We introduce a structured tool that evaluates and ranks mitigation strategies based on confidence and risk.

def estimate_mitigation_impact(options_json: str) -> str:
   try:
       options = json.loads(options_json)
   except Exception as e:
       return json.dumps({"error": str(e)})
   ranking = []
   for o in options:
       conf = float(o.get("confidence", 0.5))
       risk = o.get("risk", "medium")
       penalty = {"low": 0.1, "medium": 0.25, "high": 0.45}.get(risk, 0.25)
       ranking.append({
           "option": o.get("option"),
           "confidence": conf,
           "risk": risk,
           "score": round(conf - penalty, 3)
       })
   ranking.sort(key=lambda x: x["score"], reverse=True)
   return json.dumps(ranking, indent=2)

Managing Agent Handoffs

We define explicit handoff functions that enable one agent to transfer control to another.

def handoff_to_sre():
   return sre_agent
 
def handoff_to_comms():
   return comms_agent
 
def handoff_to_handoff_writer():
   return handoff_writer_agent
 
def handoff_to_critic():
   return critic_agent

Configuring Specialized Agents

We configure multiple specialized agents, each with a clearly scoped responsibility and instruction set.

triage_agent = Agent(
   name="Triage",
   model="gpt-4o-mini",
   instructions="""
Decide which agent should handle the request.
Use SRE for incident response.
Use Comms for customer or executive messaging.
Use HandoffWriter for on-call notes.
Use Critic for review or improvement.
""",
   functions=[search_kb, handoff_to_sre, handoff_to_comms, handoff_to_handoff_writer, handoff_to_critic]
)
 
# Other agents definition...

Running the Orchestration Pipeline

We assemble the full orchestration pipeline that executes triage, specialist reasoning, and critical refinement in sequence.

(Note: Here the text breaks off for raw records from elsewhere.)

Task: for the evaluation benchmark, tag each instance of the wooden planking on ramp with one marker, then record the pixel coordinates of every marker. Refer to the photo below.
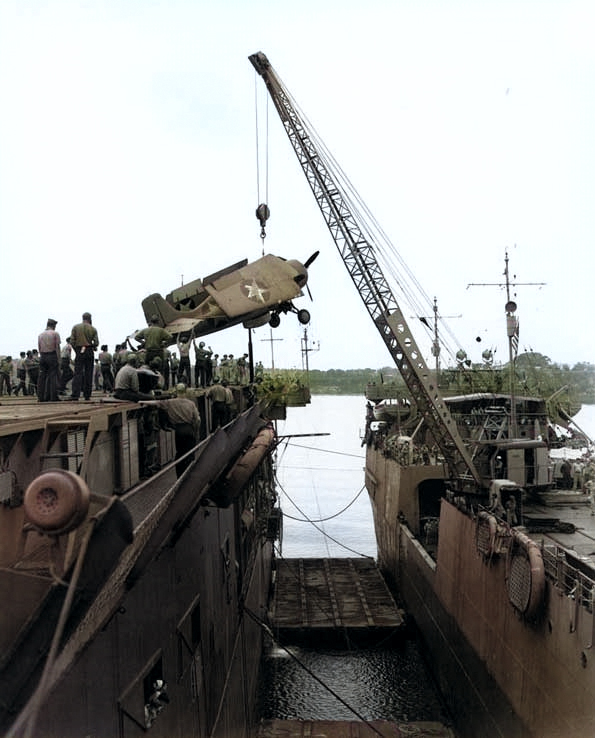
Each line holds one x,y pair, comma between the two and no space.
319,598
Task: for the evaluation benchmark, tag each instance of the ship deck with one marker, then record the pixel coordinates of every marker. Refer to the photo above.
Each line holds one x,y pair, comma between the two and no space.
566,519
326,600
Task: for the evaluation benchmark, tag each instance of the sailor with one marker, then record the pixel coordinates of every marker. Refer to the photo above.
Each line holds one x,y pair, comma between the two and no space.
218,396
48,343
127,384
184,365
181,414
106,361
66,372
496,507
202,358
154,339
84,340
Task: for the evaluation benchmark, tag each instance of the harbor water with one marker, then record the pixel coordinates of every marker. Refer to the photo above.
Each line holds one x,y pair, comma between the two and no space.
326,514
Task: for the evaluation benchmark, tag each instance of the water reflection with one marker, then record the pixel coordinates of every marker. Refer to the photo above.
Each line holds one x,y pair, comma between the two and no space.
383,683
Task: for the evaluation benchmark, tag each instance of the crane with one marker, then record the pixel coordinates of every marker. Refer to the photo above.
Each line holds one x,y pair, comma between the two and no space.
358,255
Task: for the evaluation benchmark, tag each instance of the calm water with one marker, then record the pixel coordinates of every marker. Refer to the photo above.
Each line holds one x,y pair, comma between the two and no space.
327,514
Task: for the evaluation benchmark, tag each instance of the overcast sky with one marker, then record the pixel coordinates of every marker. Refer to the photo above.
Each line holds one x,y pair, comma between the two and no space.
128,163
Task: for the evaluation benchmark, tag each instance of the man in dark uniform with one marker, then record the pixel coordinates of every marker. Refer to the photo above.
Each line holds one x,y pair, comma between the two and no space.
48,343
84,340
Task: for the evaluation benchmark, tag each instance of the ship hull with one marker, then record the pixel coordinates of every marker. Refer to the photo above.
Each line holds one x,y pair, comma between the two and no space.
150,626
500,674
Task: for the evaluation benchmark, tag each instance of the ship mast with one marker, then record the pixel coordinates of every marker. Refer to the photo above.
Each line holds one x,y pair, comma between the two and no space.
512,331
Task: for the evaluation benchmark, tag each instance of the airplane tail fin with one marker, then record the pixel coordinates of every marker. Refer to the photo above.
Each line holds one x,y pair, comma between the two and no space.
156,305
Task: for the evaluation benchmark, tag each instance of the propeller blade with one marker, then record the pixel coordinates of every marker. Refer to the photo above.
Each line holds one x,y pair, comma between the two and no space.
311,259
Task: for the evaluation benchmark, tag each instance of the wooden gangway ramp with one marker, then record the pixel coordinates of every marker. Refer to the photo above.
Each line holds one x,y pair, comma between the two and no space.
331,600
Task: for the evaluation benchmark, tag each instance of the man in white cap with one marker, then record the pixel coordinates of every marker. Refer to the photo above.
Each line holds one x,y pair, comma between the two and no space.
48,344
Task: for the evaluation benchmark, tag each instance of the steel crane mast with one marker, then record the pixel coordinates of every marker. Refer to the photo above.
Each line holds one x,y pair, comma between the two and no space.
359,258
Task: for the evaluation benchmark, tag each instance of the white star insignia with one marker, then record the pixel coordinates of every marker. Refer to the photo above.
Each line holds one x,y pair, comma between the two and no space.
254,291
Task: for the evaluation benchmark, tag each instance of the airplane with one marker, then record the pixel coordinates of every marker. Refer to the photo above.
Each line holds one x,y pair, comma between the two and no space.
252,294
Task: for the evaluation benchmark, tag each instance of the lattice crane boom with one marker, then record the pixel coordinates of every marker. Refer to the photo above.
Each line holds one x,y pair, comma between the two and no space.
360,260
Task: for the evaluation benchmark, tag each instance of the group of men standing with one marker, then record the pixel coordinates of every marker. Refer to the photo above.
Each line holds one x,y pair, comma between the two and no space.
83,340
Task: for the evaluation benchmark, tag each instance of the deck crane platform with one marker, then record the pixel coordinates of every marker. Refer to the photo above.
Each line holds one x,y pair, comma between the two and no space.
357,253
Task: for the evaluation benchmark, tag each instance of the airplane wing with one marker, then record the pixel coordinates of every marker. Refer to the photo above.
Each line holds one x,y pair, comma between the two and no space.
268,281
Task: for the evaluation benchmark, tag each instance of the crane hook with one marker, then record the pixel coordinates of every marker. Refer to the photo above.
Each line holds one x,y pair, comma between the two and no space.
263,213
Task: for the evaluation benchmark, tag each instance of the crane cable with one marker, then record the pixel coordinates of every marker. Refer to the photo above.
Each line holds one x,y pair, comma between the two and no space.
262,211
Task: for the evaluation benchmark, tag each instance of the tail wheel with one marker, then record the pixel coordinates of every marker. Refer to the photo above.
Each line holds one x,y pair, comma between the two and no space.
57,501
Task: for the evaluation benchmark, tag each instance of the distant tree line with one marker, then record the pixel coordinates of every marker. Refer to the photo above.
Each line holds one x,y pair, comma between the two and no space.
535,374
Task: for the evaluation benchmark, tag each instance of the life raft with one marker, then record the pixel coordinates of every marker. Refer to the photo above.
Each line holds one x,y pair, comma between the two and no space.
525,575
57,501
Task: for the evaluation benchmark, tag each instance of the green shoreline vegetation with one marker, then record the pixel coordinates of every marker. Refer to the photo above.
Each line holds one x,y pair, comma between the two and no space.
535,375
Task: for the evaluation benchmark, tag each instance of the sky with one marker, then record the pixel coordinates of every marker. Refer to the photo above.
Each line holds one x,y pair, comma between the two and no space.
136,143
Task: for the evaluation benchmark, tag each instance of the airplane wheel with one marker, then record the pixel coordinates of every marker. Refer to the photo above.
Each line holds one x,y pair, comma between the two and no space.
57,501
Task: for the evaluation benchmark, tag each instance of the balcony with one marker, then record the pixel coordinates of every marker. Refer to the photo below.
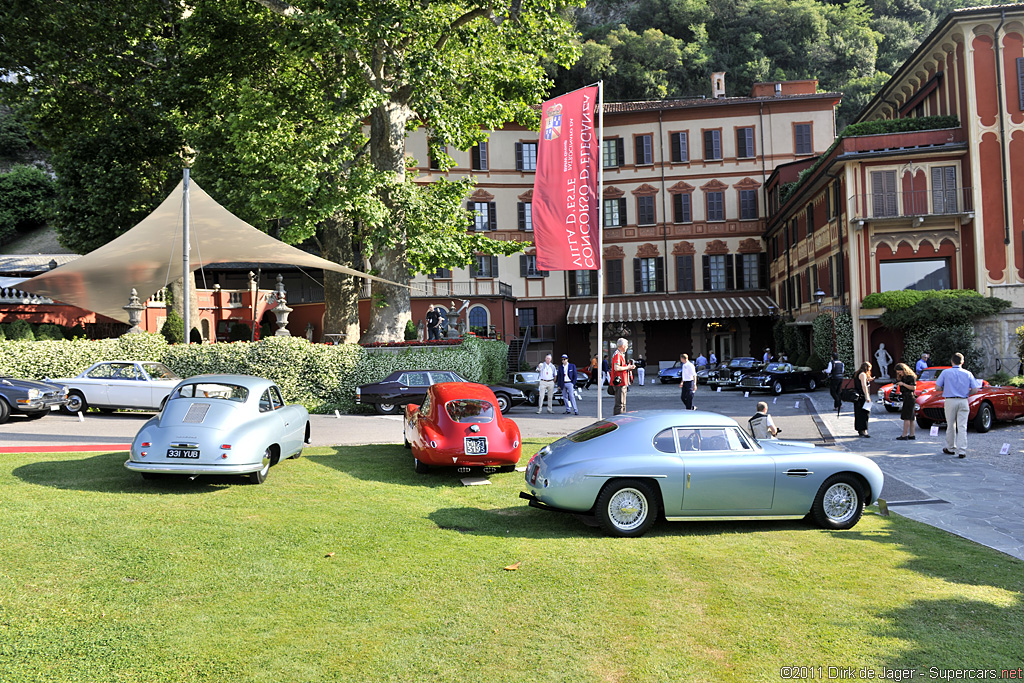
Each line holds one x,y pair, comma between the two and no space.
448,289
916,204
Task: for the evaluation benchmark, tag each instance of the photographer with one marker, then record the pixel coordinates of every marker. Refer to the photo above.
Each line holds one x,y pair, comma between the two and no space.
621,374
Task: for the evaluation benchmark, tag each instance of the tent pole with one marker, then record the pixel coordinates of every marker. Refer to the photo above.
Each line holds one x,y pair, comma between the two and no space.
185,265
600,248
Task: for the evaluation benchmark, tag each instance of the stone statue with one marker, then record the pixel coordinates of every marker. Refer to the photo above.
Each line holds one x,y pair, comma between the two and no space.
882,360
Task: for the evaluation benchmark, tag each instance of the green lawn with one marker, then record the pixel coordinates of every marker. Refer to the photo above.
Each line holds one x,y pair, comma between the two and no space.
107,578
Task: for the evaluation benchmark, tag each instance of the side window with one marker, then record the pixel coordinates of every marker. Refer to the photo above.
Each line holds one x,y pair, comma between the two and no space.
265,406
666,440
416,379
275,399
714,439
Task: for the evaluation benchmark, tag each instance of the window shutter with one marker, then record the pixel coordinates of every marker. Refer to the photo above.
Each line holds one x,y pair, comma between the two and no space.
1020,81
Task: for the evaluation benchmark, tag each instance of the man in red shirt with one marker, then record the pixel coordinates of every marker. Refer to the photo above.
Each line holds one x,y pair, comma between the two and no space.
621,370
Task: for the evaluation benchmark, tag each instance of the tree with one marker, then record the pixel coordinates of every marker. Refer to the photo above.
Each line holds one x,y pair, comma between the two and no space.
458,67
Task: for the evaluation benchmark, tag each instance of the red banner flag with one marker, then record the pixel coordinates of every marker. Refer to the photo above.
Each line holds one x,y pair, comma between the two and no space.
565,201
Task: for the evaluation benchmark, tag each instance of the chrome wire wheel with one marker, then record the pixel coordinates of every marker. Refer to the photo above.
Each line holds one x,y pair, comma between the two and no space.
628,509
840,503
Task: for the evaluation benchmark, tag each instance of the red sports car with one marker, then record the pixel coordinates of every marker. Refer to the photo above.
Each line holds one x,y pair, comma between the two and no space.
987,406
926,383
459,425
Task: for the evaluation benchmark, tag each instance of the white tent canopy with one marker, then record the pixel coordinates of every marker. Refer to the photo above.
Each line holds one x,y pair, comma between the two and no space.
148,256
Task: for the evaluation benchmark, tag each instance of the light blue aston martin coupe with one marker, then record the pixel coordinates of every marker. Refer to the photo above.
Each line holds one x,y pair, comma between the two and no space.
687,466
220,424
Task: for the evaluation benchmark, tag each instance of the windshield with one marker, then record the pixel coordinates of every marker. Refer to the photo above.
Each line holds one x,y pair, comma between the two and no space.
593,431
158,371
470,410
212,390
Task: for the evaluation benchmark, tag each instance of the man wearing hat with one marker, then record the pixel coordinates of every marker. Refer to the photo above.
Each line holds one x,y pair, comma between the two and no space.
566,382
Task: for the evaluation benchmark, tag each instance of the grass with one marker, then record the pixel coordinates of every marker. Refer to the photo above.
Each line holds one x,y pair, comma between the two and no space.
107,578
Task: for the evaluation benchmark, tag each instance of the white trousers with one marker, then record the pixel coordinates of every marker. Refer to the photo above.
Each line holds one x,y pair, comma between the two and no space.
957,411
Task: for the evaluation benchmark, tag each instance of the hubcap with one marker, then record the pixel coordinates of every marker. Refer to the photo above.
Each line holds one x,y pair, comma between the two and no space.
628,509
840,502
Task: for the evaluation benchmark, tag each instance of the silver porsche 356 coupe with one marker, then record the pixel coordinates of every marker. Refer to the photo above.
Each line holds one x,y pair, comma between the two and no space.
220,424
687,466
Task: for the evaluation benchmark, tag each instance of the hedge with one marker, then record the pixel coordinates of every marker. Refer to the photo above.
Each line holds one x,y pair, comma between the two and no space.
321,377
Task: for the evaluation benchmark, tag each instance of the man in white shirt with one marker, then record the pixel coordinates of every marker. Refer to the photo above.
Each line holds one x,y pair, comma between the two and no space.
547,372
762,426
687,381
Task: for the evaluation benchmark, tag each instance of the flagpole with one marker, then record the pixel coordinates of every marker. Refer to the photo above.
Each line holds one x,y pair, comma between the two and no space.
600,248
185,266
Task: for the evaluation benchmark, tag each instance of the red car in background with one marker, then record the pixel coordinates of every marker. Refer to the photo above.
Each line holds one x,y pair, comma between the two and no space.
987,406
460,425
926,382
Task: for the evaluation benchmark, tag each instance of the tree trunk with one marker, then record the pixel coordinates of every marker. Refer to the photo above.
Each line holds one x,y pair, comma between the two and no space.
176,293
390,307
341,295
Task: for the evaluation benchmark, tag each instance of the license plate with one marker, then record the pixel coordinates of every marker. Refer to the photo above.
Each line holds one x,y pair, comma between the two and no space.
476,445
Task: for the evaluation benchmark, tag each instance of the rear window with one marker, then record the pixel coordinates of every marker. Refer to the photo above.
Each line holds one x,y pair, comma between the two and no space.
470,410
213,390
593,431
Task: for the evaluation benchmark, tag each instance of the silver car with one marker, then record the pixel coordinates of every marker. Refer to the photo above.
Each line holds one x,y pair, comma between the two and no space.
220,424
110,385
688,466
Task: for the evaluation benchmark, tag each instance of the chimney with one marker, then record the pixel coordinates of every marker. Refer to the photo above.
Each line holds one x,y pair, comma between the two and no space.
718,84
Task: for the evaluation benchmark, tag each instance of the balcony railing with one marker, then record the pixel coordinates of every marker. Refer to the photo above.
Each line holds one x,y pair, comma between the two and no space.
919,203
451,290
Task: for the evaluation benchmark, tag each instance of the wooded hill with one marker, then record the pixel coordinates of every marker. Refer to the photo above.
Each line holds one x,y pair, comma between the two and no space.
655,49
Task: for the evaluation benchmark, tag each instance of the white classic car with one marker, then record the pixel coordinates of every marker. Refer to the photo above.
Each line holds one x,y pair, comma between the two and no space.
110,385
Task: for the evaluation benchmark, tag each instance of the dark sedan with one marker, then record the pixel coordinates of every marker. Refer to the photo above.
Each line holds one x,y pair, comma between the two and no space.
779,377
33,399
729,376
410,386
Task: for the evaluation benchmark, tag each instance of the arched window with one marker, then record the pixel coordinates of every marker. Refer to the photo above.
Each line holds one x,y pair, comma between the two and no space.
478,321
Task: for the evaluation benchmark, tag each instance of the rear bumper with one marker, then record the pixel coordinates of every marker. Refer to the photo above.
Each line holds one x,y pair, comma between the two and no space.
172,468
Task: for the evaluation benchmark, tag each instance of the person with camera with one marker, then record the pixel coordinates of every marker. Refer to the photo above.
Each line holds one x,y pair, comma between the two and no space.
687,381
621,374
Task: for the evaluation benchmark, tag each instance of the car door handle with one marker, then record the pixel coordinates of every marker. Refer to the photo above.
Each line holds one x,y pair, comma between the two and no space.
798,472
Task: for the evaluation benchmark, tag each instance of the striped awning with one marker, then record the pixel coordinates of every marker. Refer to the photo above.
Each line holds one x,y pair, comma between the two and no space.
674,309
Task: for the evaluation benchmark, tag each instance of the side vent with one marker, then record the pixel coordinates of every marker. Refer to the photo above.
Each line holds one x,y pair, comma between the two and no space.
197,414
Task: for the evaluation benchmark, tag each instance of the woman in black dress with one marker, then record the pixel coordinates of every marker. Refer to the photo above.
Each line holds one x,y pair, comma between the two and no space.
906,382
860,382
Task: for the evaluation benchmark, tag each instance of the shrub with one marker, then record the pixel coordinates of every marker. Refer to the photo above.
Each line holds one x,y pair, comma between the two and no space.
174,328
999,379
20,330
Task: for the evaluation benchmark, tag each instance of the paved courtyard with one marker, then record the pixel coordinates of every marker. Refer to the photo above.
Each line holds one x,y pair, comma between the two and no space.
977,498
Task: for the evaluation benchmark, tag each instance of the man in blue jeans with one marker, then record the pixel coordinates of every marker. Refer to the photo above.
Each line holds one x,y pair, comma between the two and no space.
566,382
956,384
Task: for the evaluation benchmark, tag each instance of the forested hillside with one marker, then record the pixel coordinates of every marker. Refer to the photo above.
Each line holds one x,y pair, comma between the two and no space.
652,49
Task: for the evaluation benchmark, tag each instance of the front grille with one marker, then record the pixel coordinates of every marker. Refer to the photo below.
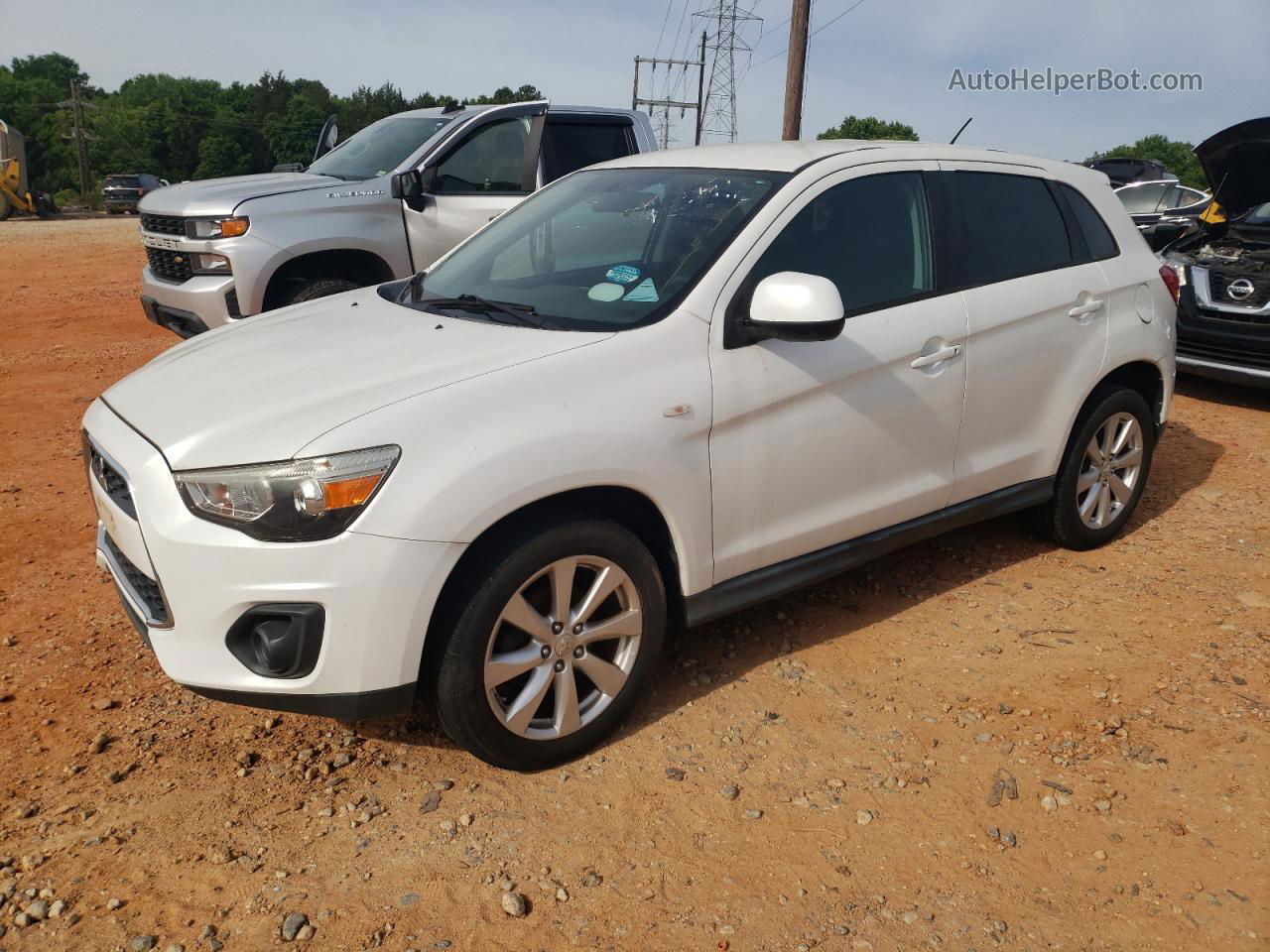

def run_pipeline(user_request: str):
   messages = [{"role": "user", "content": user_request}]
   r1 = client.run(agent=triage_agent, messages=messages, max_turns=8)
   messages2 = r1.messages + [{"role": "user", "content": "Review and improve the last answer"}]
   r2 = client.run(agent=critic_agent, messages=messages2, max_turns=4)
   return r2.messages[-1]["content"]

Conclusion

By establishing a clear pattern for designing agent-oriented systems with OpenAI Swarm, we have demonstrated how to route tasks intelligently and improve output quality via a critic loop. This approach allows us to scale from experimentation to operational use cases.